Grosso modo, a sort of enslavement to liberty. But having arrived midway between fifty and sixty, I’d suddenly had my fill of, as we say, holding the devil by the tail – being tossed around by fate, on a precarious loop. All that made for a rather bitter brew, and instead of facing the facts, I put my head in the sand.
That year in Pourry after Atika left, the cannabis plants I’ve been cultivating give a remarkable harvest, supercharged with THC. Enough to fill two garbage bags. I consume them almost all by myself between the fall and the spring. Let’s just say it is a smoky winter. Well, smoke and depression make a nice little team: one accelerates the other, which makes one want more. It can seem like you’re protecting oneself and when in fact you’re drowning. Same goes for alcohol. But the biggest error, without a doubt, was abandoning music, the guitar, my songs. Since the age of fifteen, I’d written more than two thousand songs. Aside from two or three little televised eccentricities, they hadn’t done anything for me – and I hadn’t done anything for them. That garden had never produced anything but wilted flowers. It was time to hit the brakes. My guitar had been sleeping in its case, and my dreams of music slept with it. As for travels, which had always provided both the tempo and the color of my life, they’d been packed up with the suitcases on the top shelf of my closet. Elsewhere had definitively gone back to being elsewhere.

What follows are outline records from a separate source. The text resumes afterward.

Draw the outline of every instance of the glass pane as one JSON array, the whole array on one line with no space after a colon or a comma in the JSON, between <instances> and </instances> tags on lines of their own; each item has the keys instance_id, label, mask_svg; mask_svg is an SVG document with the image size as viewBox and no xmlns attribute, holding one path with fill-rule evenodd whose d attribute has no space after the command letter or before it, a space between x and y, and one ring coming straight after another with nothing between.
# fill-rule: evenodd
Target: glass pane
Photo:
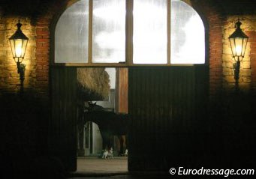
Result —
<instances>
[{"instance_id":1,"label":"glass pane","mask_svg":"<svg viewBox=\"0 0 256 179\"><path fill-rule=\"evenodd\" d=\"M179 0L171 3L172 64L204 64L204 26L197 13Z\"/></svg>"},{"instance_id":2,"label":"glass pane","mask_svg":"<svg viewBox=\"0 0 256 179\"><path fill-rule=\"evenodd\" d=\"M94 0L92 62L125 61L125 0Z\"/></svg>"},{"instance_id":3,"label":"glass pane","mask_svg":"<svg viewBox=\"0 0 256 179\"><path fill-rule=\"evenodd\" d=\"M134 64L167 63L167 2L166 0L134 0Z\"/></svg>"},{"instance_id":4,"label":"glass pane","mask_svg":"<svg viewBox=\"0 0 256 179\"><path fill-rule=\"evenodd\" d=\"M55 31L55 62L88 62L89 0L68 8Z\"/></svg>"}]
</instances>

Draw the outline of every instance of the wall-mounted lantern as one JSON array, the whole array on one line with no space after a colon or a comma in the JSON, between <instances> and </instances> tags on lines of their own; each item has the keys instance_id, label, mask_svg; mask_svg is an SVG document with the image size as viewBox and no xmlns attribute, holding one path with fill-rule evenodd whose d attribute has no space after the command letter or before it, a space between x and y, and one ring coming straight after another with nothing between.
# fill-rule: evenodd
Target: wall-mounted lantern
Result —
<instances>
[{"instance_id":1,"label":"wall-mounted lantern","mask_svg":"<svg viewBox=\"0 0 256 179\"><path fill-rule=\"evenodd\" d=\"M248 37L242 31L240 26L242 23L238 19L236 23L236 29L228 37L231 46L233 58L235 60L233 64L234 79L236 80L236 87L238 86L238 80L239 78L240 62L245 56L246 45Z\"/></svg>"},{"instance_id":2,"label":"wall-mounted lantern","mask_svg":"<svg viewBox=\"0 0 256 179\"><path fill-rule=\"evenodd\" d=\"M23 82L25 79L25 67L26 65L22 64L24 59L26 49L27 47L29 38L23 34L20 29L22 24L20 20L17 24L17 30L9 38L10 44L11 47L11 52L14 61L17 63L18 73L20 73L20 80L21 85L21 89L23 88Z\"/></svg>"}]
</instances>

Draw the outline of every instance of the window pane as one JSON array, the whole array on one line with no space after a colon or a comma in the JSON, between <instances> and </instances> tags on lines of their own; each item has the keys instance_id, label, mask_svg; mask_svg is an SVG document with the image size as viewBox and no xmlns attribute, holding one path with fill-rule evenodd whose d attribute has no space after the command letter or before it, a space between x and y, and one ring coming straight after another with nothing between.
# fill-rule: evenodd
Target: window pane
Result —
<instances>
[{"instance_id":1,"label":"window pane","mask_svg":"<svg viewBox=\"0 0 256 179\"><path fill-rule=\"evenodd\" d=\"M134 0L134 64L166 64L167 1Z\"/></svg>"},{"instance_id":2,"label":"window pane","mask_svg":"<svg viewBox=\"0 0 256 179\"><path fill-rule=\"evenodd\" d=\"M125 61L125 0L94 0L92 62Z\"/></svg>"},{"instance_id":3,"label":"window pane","mask_svg":"<svg viewBox=\"0 0 256 179\"><path fill-rule=\"evenodd\" d=\"M171 3L172 64L205 62L204 26L197 13L179 0Z\"/></svg>"},{"instance_id":4,"label":"window pane","mask_svg":"<svg viewBox=\"0 0 256 179\"><path fill-rule=\"evenodd\" d=\"M89 0L68 8L59 18L55 31L55 62L88 61Z\"/></svg>"}]
</instances>

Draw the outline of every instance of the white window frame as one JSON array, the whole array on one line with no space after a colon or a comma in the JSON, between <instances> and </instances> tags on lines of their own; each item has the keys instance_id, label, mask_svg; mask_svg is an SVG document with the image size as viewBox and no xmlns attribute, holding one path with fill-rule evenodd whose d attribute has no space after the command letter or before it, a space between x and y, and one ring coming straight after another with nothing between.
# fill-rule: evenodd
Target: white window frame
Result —
<instances>
[{"instance_id":1,"label":"white window frame","mask_svg":"<svg viewBox=\"0 0 256 179\"><path fill-rule=\"evenodd\" d=\"M191 7L189 0L181 0L188 5ZM126 16L125 16L125 62L121 63L93 63L92 62L92 9L93 9L93 0L89 0L89 47L88 47L88 62L87 63L56 63L55 62L54 57L54 48L52 56L53 66L67 66L67 67L131 67L131 66L194 66L194 65L206 65L206 54L205 55L204 64L171 64L171 31L170 31L170 10L171 10L171 1L167 1L167 64L134 64L133 63L133 6L134 0L126 0ZM77 1L75 1L76 3ZM72 4L70 4L70 6ZM70 7L69 6L69 7ZM193 7L192 7L193 8ZM195 10L196 11L196 10ZM58 22L58 20L57 20ZM55 31L55 28L54 28ZM55 32L55 31L54 31ZM55 33L53 33L55 34ZM205 33L206 34L206 33ZM204 34L204 35L205 35ZM54 35L53 35L54 36ZM55 37L53 37L53 40ZM205 38L205 49L206 49L206 38ZM53 43L54 44L54 43Z\"/></svg>"}]
</instances>

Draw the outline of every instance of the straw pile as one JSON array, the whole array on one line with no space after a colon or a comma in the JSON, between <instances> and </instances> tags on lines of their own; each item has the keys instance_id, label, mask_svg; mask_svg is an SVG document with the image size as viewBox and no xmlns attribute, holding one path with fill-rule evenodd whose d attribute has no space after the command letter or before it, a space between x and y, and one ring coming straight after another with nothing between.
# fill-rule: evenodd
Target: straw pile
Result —
<instances>
[{"instance_id":1,"label":"straw pile","mask_svg":"<svg viewBox=\"0 0 256 179\"><path fill-rule=\"evenodd\" d=\"M110 76L103 67L77 68L78 96L83 100L102 100L108 97Z\"/></svg>"}]
</instances>

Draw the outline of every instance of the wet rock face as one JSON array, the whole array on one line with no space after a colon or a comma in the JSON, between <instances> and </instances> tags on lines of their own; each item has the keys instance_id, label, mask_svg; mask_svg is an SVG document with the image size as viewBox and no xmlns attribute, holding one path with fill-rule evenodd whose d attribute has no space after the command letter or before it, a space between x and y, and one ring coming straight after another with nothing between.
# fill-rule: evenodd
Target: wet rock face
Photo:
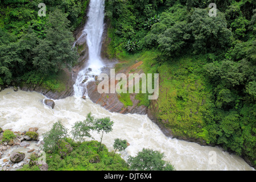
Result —
<instances>
[{"instance_id":1,"label":"wet rock face","mask_svg":"<svg viewBox=\"0 0 256 182\"><path fill-rule=\"evenodd\" d=\"M25 154L22 152L15 152L11 155L10 160L14 163L17 163L22 161L24 158Z\"/></svg>"}]
</instances>

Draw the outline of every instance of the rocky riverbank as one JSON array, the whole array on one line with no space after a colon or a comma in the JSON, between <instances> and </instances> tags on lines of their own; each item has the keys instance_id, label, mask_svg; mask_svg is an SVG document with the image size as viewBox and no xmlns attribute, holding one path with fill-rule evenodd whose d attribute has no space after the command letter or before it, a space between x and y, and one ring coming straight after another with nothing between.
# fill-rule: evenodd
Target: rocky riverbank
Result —
<instances>
[{"instance_id":1,"label":"rocky riverbank","mask_svg":"<svg viewBox=\"0 0 256 182\"><path fill-rule=\"evenodd\" d=\"M39 140L38 128L31 127L24 131L3 130L0 128L0 160L2 160L0 170L13 171L30 161L31 155L40 156L43 141ZM45 163L39 165L41 171L47 171Z\"/></svg>"}]
</instances>

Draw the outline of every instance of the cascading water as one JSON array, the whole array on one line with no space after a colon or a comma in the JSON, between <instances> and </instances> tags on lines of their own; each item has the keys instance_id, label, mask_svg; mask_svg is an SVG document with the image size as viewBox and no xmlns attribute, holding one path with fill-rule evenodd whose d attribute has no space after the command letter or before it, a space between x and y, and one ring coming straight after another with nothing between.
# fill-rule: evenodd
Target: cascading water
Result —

That’s when I begin dragging myself through the gloom, with my little Anouk as a sole ray of sunshine. She accompanies me (along with Ragnar) on my walks in the forest whatever the weather. “Storms give you courage!” was one of her first sentences. I occupied myself with the construction of a little tent in which we spent some enchanted nights.
But each morning becomes an ever murkier swamp to cross. What good is it putting one foot in front of the other, letting the days add up? After all, I tell myself, maybe I’ve had my run. My life has been rich in all kinds of experiences, dense in extravagances, just like I’ve wanted it, at the cost of any strategy for security, and I hardly wanted to vegetate my way to the cemetery. What can I hope for now? A new life, a new love, new travels, a resurrection? Reality is right there in the mirror, where my face is turning into a crumpled dishrag. I was seeing the face of my grandfather looking at me.

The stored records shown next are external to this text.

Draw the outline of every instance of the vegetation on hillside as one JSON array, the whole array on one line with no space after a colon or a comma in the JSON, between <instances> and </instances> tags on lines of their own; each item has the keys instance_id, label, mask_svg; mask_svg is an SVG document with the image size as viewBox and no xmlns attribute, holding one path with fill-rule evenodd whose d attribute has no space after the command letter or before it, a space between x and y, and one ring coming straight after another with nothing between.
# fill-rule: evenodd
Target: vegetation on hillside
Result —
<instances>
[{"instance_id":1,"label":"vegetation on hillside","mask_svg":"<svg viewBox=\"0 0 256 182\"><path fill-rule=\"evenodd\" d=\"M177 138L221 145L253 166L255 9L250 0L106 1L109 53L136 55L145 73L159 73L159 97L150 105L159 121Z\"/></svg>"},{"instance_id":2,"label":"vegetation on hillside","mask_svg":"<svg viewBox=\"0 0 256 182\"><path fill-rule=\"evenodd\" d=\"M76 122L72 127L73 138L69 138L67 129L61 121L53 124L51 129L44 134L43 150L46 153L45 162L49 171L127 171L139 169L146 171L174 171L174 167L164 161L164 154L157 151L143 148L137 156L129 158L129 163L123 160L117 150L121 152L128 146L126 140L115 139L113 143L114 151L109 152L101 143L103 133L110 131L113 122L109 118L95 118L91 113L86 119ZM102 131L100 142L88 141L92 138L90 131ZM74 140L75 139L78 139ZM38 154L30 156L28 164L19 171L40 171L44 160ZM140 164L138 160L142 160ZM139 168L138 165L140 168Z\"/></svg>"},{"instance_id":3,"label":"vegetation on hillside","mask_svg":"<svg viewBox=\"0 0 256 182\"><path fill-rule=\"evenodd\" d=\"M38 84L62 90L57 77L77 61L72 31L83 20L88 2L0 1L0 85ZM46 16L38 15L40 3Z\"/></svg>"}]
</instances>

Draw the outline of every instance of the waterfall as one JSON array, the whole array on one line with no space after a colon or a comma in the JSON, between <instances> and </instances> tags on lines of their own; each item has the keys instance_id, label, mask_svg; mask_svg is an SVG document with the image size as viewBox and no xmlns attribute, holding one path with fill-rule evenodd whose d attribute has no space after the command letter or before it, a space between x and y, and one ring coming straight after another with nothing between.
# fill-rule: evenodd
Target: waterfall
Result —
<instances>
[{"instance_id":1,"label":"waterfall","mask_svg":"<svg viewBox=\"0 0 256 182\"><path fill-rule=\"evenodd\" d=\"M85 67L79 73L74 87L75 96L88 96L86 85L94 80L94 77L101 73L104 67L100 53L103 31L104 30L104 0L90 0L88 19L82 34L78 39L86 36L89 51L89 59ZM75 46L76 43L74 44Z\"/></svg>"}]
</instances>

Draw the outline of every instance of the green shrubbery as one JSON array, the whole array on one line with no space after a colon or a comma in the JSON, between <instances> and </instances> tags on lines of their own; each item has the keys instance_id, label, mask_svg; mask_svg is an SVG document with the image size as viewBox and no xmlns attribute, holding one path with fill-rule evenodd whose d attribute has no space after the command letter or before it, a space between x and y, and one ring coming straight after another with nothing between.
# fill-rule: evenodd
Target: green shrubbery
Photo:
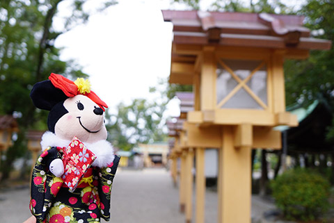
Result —
<instances>
[{"instance_id":1,"label":"green shrubbery","mask_svg":"<svg viewBox=\"0 0 334 223\"><path fill-rule=\"evenodd\" d=\"M314 220L329 208L329 182L310 170L286 171L271 188L277 206L288 220Z\"/></svg>"}]
</instances>

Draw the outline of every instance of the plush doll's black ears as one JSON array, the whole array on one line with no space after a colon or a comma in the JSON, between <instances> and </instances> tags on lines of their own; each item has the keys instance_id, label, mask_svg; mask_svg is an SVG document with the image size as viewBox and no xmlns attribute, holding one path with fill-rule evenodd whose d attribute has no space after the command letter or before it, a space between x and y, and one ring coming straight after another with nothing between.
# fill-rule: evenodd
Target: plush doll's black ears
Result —
<instances>
[{"instance_id":1,"label":"plush doll's black ears","mask_svg":"<svg viewBox=\"0 0 334 223\"><path fill-rule=\"evenodd\" d=\"M51 110L57 103L68 98L61 90L56 88L49 80L35 83L30 97L35 106L47 110Z\"/></svg>"}]
</instances>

A little parenthesis: over there, wherever he is, my father keeps sending me signs. In life, he had a habit of writing down phrases, thoughts, quotations, on little scraps of paper that he left here and there among the pages of his books. Since he left, I’ve often found these bits of paper. One of those sad mornings in Pourry, I find the following words in his hand, seemingly posed there in the night, a quotation from Bergson:
“The future is there. It calls us, or rather pulls us toward it. That uninterrupted traction that makes us advance down our path is also a continual cause of our action.”